Belated
A day late, but that's an industry in itself. Fifty years ago yesterday The Rolling Stones played their first gig at London's Marquee Club. In celebration I have today ordered their book celebrating 50 years together as the naughty boys/guys of rock, and I am writing this brief posting to add to the multitude already out there.
I've seen the band live twice: the Hyde Park concert and on their Voodoo Lounge tour, both written about somewhere on this blog. I was listening yesterday to some of their early R&B covers and it did strike me that there was a genuine affinity for the music and considerable passion and expertise in its playing. There's an understatement.

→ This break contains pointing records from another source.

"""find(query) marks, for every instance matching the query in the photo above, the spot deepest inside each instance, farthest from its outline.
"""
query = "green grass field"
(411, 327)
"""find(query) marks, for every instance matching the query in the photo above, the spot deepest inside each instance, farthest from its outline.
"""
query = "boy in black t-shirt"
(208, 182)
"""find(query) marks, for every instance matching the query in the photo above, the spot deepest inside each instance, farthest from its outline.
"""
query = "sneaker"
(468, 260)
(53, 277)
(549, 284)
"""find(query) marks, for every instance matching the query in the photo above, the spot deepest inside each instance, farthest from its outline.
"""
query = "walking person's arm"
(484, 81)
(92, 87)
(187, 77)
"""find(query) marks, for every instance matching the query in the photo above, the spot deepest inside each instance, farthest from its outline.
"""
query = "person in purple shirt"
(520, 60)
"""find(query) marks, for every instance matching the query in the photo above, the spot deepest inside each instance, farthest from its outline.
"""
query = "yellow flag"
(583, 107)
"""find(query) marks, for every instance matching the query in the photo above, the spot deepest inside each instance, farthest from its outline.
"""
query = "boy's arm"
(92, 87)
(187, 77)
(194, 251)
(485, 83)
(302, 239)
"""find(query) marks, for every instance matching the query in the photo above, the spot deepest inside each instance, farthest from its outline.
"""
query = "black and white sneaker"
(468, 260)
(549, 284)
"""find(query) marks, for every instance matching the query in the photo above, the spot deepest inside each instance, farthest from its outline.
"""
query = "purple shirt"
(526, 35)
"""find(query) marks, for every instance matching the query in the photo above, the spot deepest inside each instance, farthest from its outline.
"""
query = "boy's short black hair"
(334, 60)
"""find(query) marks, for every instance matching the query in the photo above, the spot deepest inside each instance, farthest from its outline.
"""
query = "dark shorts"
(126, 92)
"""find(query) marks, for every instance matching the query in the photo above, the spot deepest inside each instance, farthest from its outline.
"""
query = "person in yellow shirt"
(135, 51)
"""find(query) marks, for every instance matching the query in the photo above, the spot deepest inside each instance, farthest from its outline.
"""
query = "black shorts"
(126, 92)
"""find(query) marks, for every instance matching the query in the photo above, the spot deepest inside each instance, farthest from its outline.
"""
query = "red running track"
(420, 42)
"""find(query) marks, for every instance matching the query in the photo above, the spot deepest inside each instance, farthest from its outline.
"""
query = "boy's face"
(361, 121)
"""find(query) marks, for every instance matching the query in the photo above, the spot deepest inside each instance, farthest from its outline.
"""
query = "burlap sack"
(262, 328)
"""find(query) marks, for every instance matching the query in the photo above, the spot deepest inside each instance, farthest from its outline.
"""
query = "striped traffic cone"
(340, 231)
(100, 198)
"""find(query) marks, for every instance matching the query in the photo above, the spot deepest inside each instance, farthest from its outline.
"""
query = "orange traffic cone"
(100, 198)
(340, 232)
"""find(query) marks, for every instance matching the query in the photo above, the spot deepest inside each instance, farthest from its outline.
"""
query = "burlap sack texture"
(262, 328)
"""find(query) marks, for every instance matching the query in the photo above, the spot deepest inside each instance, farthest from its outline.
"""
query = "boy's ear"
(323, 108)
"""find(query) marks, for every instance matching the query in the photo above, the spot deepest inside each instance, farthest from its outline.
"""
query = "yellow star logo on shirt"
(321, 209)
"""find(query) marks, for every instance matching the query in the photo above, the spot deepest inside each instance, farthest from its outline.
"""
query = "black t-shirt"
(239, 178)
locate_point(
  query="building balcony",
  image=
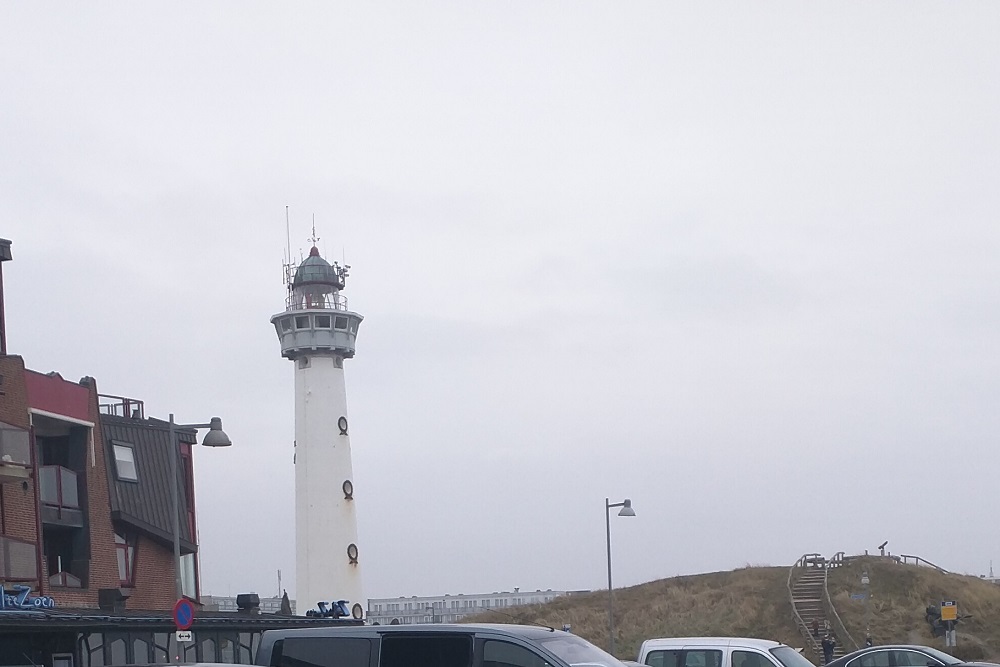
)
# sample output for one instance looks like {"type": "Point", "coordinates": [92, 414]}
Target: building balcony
{"type": "Point", "coordinates": [60, 496]}
{"type": "Point", "coordinates": [18, 560]}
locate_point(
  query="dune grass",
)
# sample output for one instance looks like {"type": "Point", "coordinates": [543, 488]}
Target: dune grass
{"type": "Point", "coordinates": [753, 602]}
{"type": "Point", "coordinates": [748, 602]}
{"type": "Point", "coordinates": [899, 597]}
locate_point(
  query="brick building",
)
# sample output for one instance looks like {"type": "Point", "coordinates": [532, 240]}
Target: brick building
{"type": "Point", "coordinates": [87, 574]}
{"type": "Point", "coordinates": [88, 497]}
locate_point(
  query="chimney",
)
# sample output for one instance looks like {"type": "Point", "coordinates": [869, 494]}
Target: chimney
{"type": "Point", "coordinates": [248, 603]}
{"type": "Point", "coordinates": [5, 256]}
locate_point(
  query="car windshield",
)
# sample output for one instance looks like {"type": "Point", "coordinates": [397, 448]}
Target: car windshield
{"type": "Point", "coordinates": [578, 651]}
{"type": "Point", "coordinates": [941, 655]}
{"type": "Point", "coordinates": [789, 657]}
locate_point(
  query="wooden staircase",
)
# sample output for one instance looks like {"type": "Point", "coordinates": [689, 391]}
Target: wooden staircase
{"type": "Point", "coordinates": [808, 595]}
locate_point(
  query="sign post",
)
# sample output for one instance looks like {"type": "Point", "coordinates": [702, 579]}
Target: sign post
{"type": "Point", "coordinates": [183, 614]}
{"type": "Point", "coordinates": [949, 616]}
{"type": "Point", "coordinates": [866, 582]}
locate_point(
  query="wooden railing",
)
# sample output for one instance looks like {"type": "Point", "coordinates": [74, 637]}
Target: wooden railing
{"type": "Point", "coordinates": [917, 560]}
{"type": "Point", "coordinates": [840, 630]}
{"type": "Point", "coordinates": [807, 560]}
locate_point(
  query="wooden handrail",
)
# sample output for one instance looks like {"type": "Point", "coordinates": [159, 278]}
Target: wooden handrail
{"type": "Point", "coordinates": [799, 623]}
{"type": "Point", "coordinates": [917, 560]}
{"type": "Point", "coordinates": [839, 559]}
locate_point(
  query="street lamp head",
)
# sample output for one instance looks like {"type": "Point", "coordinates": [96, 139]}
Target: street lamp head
{"type": "Point", "coordinates": [216, 437]}
{"type": "Point", "coordinates": [626, 509]}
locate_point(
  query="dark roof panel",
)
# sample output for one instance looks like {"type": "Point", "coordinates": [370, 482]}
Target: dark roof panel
{"type": "Point", "coordinates": [146, 504]}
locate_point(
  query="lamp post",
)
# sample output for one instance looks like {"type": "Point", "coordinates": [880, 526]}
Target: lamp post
{"type": "Point", "coordinates": [626, 510]}
{"type": "Point", "coordinates": [215, 437]}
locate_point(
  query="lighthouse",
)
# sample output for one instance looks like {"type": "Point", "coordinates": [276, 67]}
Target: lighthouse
{"type": "Point", "coordinates": [317, 332]}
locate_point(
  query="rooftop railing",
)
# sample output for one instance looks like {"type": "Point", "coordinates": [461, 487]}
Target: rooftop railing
{"type": "Point", "coordinates": [325, 301]}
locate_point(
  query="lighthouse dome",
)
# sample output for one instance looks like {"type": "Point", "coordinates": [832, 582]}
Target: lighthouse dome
{"type": "Point", "coordinates": [314, 270]}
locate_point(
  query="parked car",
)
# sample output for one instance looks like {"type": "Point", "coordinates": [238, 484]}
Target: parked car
{"type": "Point", "coordinates": [901, 655]}
{"type": "Point", "coordinates": [719, 652]}
{"type": "Point", "coordinates": [431, 645]}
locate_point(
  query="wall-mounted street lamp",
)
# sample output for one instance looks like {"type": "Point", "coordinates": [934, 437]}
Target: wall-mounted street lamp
{"type": "Point", "coordinates": [626, 510]}
{"type": "Point", "coordinates": [215, 437]}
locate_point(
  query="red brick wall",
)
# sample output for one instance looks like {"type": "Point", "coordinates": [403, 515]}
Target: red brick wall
{"type": "Point", "coordinates": [154, 570]}
{"type": "Point", "coordinates": [20, 514]}
{"type": "Point", "coordinates": [154, 576]}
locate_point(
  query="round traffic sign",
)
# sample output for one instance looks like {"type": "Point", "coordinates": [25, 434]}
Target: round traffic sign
{"type": "Point", "coordinates": [183, 614]}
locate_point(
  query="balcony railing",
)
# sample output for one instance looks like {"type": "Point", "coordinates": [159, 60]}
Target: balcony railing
{"type": "Point", "coordinates": [57, 487]}
{"type": "Point", "coordinates": [60, 496]}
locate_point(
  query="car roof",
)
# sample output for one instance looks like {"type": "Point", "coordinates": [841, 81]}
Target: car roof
{"type": "Point", "coordinates": [739, 642]}
{"type": "Point", "coordinates": [878, 647]}
{"type": "Point", "coordinates": [527, 631]}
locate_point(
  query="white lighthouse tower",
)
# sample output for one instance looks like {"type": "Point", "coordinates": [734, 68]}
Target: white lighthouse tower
{"type": "Point", "coordinates": [317, 332]}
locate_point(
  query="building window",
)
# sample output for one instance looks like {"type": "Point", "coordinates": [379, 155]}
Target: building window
{"type": "Point", "coordinates": [125, 463]}
{"type": "Point", "coordinates": [125, 549]}
{"type": "Point", "coordinates": [189, 580]}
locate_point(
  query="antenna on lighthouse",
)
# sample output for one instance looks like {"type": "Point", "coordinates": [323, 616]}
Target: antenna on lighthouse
{"type": "Point", "coordinates": [288, 238]}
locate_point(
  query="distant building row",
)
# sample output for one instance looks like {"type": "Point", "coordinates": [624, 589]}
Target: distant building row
{"type": "Point", "coordinates": [452, 608]}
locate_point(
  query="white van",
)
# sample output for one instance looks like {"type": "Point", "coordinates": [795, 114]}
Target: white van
{"type": "Point", "coordinates": [719, 652]}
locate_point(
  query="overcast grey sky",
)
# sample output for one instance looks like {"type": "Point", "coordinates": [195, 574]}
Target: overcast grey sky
{"type": "Point", "coordinates": [736, 261]}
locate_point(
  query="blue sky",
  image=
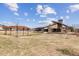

Favourite all-time tracks? Nothing esoteric or surprising:
Jumpin' Jack Flash and
Honkey Tonk Women are pure-rock-classic-without-thinking-in-the-bag-certainties. I love the ballads and slower numbers:
As Tears Go By, Lady Jane, Let's Spend The Night Together, Ruby Tuesday, She's A Rainbow, Wild Horses [with writing nod to Gram Parsons]
, Angie, Fool To Cry. The album
Voodoo Lounge has an obvious appeal, and it was a later return to form, especially on the ballads again.
Start Me Up holds a special place as I used to hold my young daughter and dance and sing with her as it played very, very loud. Especially early in the morning - what a way to start the day!
Miss You is superb.
One of my first guitar licks was
[You Can't Get No] Satisfaction - that's hyperbole of course, but when it's the first guitar line you learn, as simplistic as it is, that's a 'lick'! And what a fucking simple brilliant lick! I have always been able to hand-tap the equally simple but brilliant drum sequence to
Get Off Of My Cloud. Try it if you think you can: one hand/one beat, two hands/one beat, one hand/one beat, two hands/two beats, one hand/one beat, drum roll/six alternating beats. That doesn't account for the nuances of stress per beat, and timing, but you either have it or you don't.....
The song that perhaps always registers the most is
You Can't Always Get What You Want. That's sublime songwriting.